The structure is initialized by the code in module_info.c
and linked at a specific
location by the linker script. The linker script also provides the addresses of the
start of the module and the end of the module.
The module info struct is located like this:
-
examine the first 4 address at the start of the module.
-
If this is a module with an interrupt vector table (VTOR) the first address will contain the top of the stack in ram (0x20xxxxxx). In this case the info table will be placed immediately after the VTOR table. For STM32F205, the VTOR table comprises 97 interrupt vectors, giving a total size of 388 (0x184) bytes.
-
The other case is a module without the VTOR, where the module info appears at the very start of the module. In this case the first 4 byte address is the first item in the module info structure, which is the start location of the module in Flash (0x08xxxxxx) where the module resides/should reside.
Once the location of the module_info structure has been determinted, the address
can be cast and assigned to a const module_info_t*
#include "module_info.h"
void* address = (void*)0x8020000;
if ((*address & 0x20000000)==0x20000000)
address = (void*)0x8020184;
const module_info_t* module_info = (const module_info*)address;
The binaries consumed in the Particle ecosystem should include "module info" descriptors that appear at fixed locations in the binary. There are 2 module info structures:
- start info: appears at the start of the binary, this defines the platform, version, module type, module dependencies
- end info: appears at the end of the binary. Defines product ID and version, as set in user code and provides storage for the SHA256 and CRC32 hashes that are added after the binary is built.
The module info structures are defined in dynalib/inc/module_info.h
. The structures are instantiated in dynalib/inc/module_info.inc
which defines the default values for all platforms.
The main
project compiles the module info structure instances into a module_info.o
object file - main/src/module_info.c
simply includes module_info.inc
from dynalib so the instance declarations become static data.
Your project's linker script describes how the various object files are placed into the final firmware image. The module infos need to be placed at specific locations, and so we must use linker scripting to instruct the linker to place these at the desired locations.
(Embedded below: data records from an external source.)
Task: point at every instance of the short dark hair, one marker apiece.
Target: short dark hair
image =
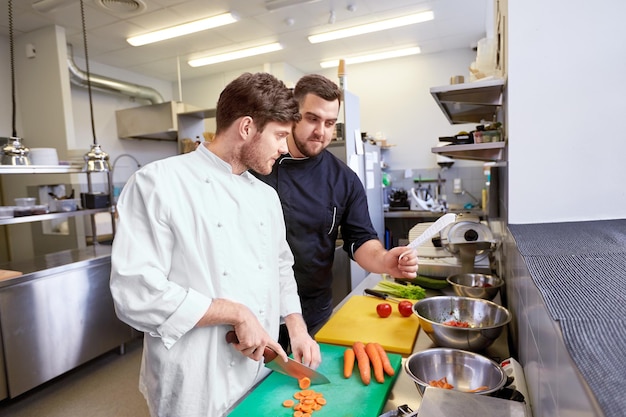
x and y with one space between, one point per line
317 85
260 96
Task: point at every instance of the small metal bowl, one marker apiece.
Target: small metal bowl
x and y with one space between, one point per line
475 285
465 371
485 319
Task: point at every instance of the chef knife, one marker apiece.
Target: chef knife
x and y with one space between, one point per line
290 368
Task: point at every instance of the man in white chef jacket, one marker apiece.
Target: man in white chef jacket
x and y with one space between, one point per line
201 250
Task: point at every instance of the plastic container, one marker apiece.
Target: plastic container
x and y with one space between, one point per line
25 201
64 205
6 212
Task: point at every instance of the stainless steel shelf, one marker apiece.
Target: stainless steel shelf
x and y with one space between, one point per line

We provide some linker scripts to make this process simple (and avoid copy/pasting code.) All the linker scripts are stored in build/arm/linker
. If not already done, you should add this directory to the linker search path with
LDFLAGS += -L$(COMMON_BUILD)/arm/linker
Add this alongside the other linker flags defines in your HAL include.mk
file.
All the linker script changes add data to the program memory region - this is where the main executable code is stored. To reuse our linker scripts that inject the module info, this section should be named APP_FLASH
. For example,
.somesection :
{
// .. declarations
} > APP_FLASH
.text :
{
// .. more declarations
} > APP_FLASH
A symbol for the module start is used to compute various offsets.
Add this include before any other APP_FLASH section.
INCLUDE 'module_start.ld'
In the example, this would come before .somesection
.
After any mandatory sections in program memory, such as ISR vector tables, add
INCLUDE 'module_info.ld'
In the example, this would come after .somesection
if that section must remain at the start of the binary image. If .somesection
can appear anywhere, the include would be placed before it so that the module info is placed at the very beginning of the module.
After all other APP_FLASH
sections, add
INCLUDE 'module_end.ld'
In the example, this would be placed after the .text
section.
Without the module info end structures in place, building main
will fail since the module info end data isn't present. This includes default SHA256 and CRC32 values that are built into the binary, and the buidl will fail when those do not match the values expected. This is a sanity check in the build that it's overwriting the correct data when writing the SHA256 and CRC32 hashes to offsets from the end of the file.